Polícia e manifestantes se enfrentam em protesto na Ucrânia

Por talita
Manifestantes e policiais entraram em confronto| Vasily Fedosenko/ Reuters Manifestantes e policiais entraram em confronto| Vasily Fedosenko/ Reuters

Policiais e manifestantes se enfrentaram, nesta quarta-feira, diante da prefeitura de Kiev, ocupada desde domingo por opositores que pedem a renúncia do presidente Viktor Yanukovich. Centenas de agentes antidistúrbios permaneciam diante do edifício e usaram cassetetes contra os manifestantes, que responderam com pedaços de pau e jatos de água, com uma mangueira dentro do edifício.

A polícia de choque avançou na madrugada desta quarta-feira sobre os manifestantes favoráveis à UE (União Europeia) que ocupavam a Praça Independência de Kiev, “liberando” o local. A partir dos extremos da praça, os agentes foram expulsando os manifestantes por volta das 2h (22h de terça em Brasília), removendo as barricadas e as barracas instaladas no local.
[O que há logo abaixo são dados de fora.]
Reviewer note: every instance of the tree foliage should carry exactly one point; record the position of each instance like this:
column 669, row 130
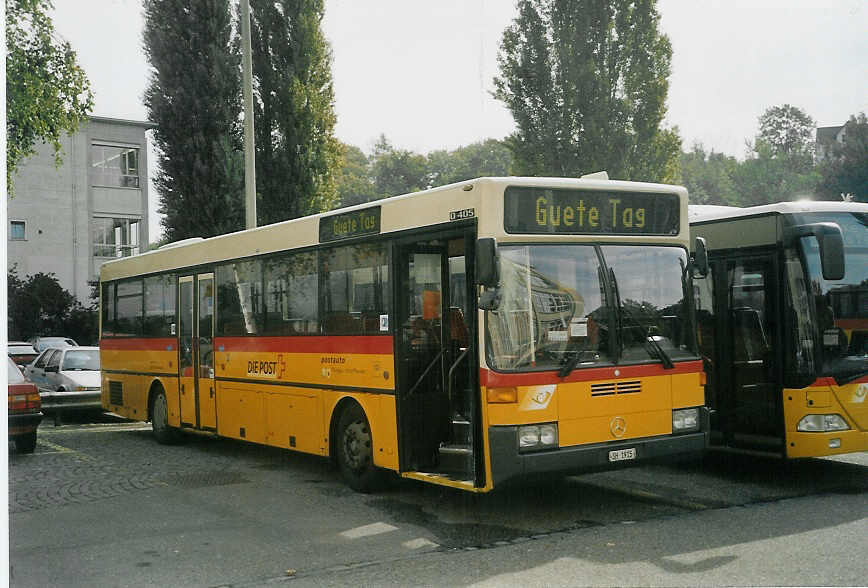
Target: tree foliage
column 390, row 171
column 47, row 93
column 397, row 171
column 780, row 166
column 586, row 82
column 353, row 179
column 788, row 131
column 708, row 176
column 846, row 170
column 296, row 151
column 484, row 158
column 193, row 97
column 39, row 305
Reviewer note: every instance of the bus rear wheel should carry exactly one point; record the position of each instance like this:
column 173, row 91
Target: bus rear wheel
column 355, row 450
column 163, row 433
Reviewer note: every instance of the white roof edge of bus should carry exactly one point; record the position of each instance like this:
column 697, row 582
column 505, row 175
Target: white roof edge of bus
column 553, row 182
column 708, row 212
column 181, row 242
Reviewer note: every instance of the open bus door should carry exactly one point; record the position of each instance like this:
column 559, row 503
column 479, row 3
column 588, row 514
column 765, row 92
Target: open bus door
column 437, row 390
column 746, row 378
column 195, row 348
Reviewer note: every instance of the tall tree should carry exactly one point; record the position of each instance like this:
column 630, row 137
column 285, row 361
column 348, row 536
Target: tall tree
column 193, row 97
column 484, row 158
column 708, row 176
column 397, row 171
column 47, row 93
column 296, row 150
column 787, row 130
column 353, row 178
column 846, row 170
column 586, row 82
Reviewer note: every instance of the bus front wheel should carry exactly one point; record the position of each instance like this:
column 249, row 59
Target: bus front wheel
column 163, row 433
column 355, row 450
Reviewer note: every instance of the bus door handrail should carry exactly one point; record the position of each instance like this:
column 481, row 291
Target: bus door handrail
column 425, row 373
column 452, row 370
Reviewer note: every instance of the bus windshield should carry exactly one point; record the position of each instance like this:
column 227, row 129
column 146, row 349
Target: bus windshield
column 588, row 305
column 840, row 307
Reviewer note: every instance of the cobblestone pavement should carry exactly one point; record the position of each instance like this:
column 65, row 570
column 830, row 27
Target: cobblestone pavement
column 77, row 464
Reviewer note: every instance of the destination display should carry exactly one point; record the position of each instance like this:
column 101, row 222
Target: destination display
column 351, row 224
column 587, row 212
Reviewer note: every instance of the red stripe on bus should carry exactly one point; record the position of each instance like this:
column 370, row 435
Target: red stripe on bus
column 370, row 344
column 492, row 379
column 139, row 344
column 830, row 382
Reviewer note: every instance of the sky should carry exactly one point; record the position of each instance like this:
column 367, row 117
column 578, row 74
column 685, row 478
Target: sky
column 421, row 72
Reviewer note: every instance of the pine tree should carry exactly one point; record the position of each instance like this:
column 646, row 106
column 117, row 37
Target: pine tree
column 586, row 82
column 194, row 99
column 297, row 154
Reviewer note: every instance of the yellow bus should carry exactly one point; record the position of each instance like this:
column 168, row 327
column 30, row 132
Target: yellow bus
column 783, row 321
column 464, row 336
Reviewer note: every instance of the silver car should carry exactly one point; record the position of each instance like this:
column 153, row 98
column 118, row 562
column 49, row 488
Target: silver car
column 67, row 378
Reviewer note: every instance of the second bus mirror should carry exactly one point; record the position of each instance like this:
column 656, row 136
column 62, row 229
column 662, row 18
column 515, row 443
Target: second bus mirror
column 831, row 243
column 700, row 258
column 487, row 267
Apoiando-se em uma decisão judicial e pedindo aos manifestantes que mantenham a calma, os policiais atravessaram as barricadas montadas em vários pontos da praça, palco de uma nova contestação popular. O protesto nasceu da recusa do presidente Viktor Yanukovitch de assinar, no final de novembro, um acordo de associação com a UE.

“A polícia agiu em cooperação com os serviços comunitários para se livrar das barricadas que bloqueavam a passagem” na Praça Independência, declarou um porta-voz da polícia local. A televisão mostrou tratores e funcionários de colete laranja desmontando as barricadas montadas pelos manifestantes. Enquanto centenas de ativistas cantavam o hino nacional, representantes da oposição presentes no local faziam preces.

Um dos líderes da oposição ucraniana, Arseni Iatseniouk, previu um protesto reunindo “milhões” de pessoas na Praça da Independência após a ação da polícia contra o local simbólico do movimento pró-europeu. “Não vamos perdoar. Amanhã reuniremos milhões de pessoas e o regime recuará”, desafiou Iatseniouk, do partido da líder opositora detida Ioulia Timochenko.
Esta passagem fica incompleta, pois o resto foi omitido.